I specialize in International Relations and Political Methodology. My research examines how armed groups evolve after war and how their post-conflict trajectories shape governance, security, and political order.
My primary research focuses on violent non-state actors (VNSOs), including rebel groups, pro-government militias, and community defense forces. I am particularly interested in how these organizations adapt following conflict termination--whether they dissolve, persist peacefully, or remobilize--and the institutional legacies they leave behind. Across projects, I study how organizational structure, wartime ties to the state, and post-conflict political opportunities influence patterns of violence, restraint, and reintegration.
Prior to joining UT Austin, I received my B.A. from the Honors College at Baylor University and my M.A. in Violence, Terrorism, and Security from Queen’s University Belfast. I am also a Graduate Fellow at the Clements Center for National Security at the University of Texas.

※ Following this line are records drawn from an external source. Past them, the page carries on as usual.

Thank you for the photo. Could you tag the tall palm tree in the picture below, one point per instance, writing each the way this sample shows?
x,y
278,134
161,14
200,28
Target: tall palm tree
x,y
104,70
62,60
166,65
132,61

My dissertation, Now What? Patterns of Violence and Organizational Change in Post-Conflict Armed Groups, consists of three linked projects that examine distinct post-war pathways: organizational termination, peaceful persistence through community brokerage, and remobilization following political shocks. Methodologically, I combine survival analysis, Bayesian hierarchical models, difference-in-differences designs, and qualitative evidence from historical and fieldwork-based case studies.